A Synthesis of Archaeological Studies on the Utah Test and Training Range


White Rock, Utah

Publication: Utah Regional Depository, Vol. 489

Author: US Air Force

Date of Publication: 1999

PDF File: A-Synthesis-of-Archaeological-Studies-on-the-Utah-.pdf

URL: https://digitalcommons.usu.edu/govdocs/489

Copyright Info: Public Domain

Description


This volume provides a glimpse into the landscapes and the people of northwestern Utah, an area known as the Utah Testing and Training Range (UTTR), which is administered by Hill Air Force Base (AFB). The journey begins more than 500 million years ago, when the earliest life-forms-small, crablike creatures known as trilobites-swam in the warm, shallow seas that covered the region. The record of fossils is followed until about 10,000 years ago, when human beings made their initial entry into the region. The drama is heightened as these bold new inhabitants-who lived by hunting and gathering wild foods-battled for survival and attempted to tame the unforgiving landscape they shared with massive bison, camels, horses, and mammoths.

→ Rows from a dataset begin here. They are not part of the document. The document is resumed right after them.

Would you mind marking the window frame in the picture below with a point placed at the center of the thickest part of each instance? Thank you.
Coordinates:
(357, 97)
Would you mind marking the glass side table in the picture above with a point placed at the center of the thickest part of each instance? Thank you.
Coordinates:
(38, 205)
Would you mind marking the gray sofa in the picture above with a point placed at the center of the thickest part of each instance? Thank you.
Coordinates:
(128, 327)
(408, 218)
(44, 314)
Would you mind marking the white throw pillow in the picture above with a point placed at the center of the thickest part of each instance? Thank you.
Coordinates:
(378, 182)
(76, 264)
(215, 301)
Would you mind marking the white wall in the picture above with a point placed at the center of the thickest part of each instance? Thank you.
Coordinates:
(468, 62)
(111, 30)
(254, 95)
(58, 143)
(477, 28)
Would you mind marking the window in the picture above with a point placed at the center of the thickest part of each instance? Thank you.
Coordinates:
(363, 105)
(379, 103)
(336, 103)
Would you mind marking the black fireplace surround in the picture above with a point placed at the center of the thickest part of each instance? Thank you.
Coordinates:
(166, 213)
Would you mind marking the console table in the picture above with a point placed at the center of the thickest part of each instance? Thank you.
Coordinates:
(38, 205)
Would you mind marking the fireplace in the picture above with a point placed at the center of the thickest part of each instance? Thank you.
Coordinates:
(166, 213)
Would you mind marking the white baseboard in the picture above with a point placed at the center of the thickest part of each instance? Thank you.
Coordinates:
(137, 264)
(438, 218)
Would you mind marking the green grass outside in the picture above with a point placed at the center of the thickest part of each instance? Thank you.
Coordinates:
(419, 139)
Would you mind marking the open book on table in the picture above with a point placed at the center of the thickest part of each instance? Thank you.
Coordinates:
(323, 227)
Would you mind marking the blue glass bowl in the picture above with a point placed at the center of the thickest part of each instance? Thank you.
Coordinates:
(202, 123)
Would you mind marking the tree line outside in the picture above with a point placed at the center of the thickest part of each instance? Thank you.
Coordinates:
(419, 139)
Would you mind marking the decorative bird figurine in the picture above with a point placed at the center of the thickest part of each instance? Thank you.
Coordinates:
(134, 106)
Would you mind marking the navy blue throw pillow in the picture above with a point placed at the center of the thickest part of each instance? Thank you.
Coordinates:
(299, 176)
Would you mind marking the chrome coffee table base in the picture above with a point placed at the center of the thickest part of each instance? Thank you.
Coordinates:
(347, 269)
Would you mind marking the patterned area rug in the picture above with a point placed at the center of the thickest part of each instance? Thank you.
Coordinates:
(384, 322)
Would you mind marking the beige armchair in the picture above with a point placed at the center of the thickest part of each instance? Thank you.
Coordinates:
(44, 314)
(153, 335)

The many adjustments humans made to the challenging and changing landscape of the region are described: the extinction of the great mammals just mentioned, the disappearance of the huge rain-fed lakes in the region, the increasing desert like conditions, movements of other peoples into the region, the adoption of com and other crops and a more settled way of life, and, finally, the Native Americans’ first encounters with European explorers and settlers. After this last event, changes become even more rapid, as wagon trails give way to railroads and then highways, as miners and speculators tapped into the natural resources of the region, and a country at war selected the region as a locality in which to train soldiers and test and store weapons.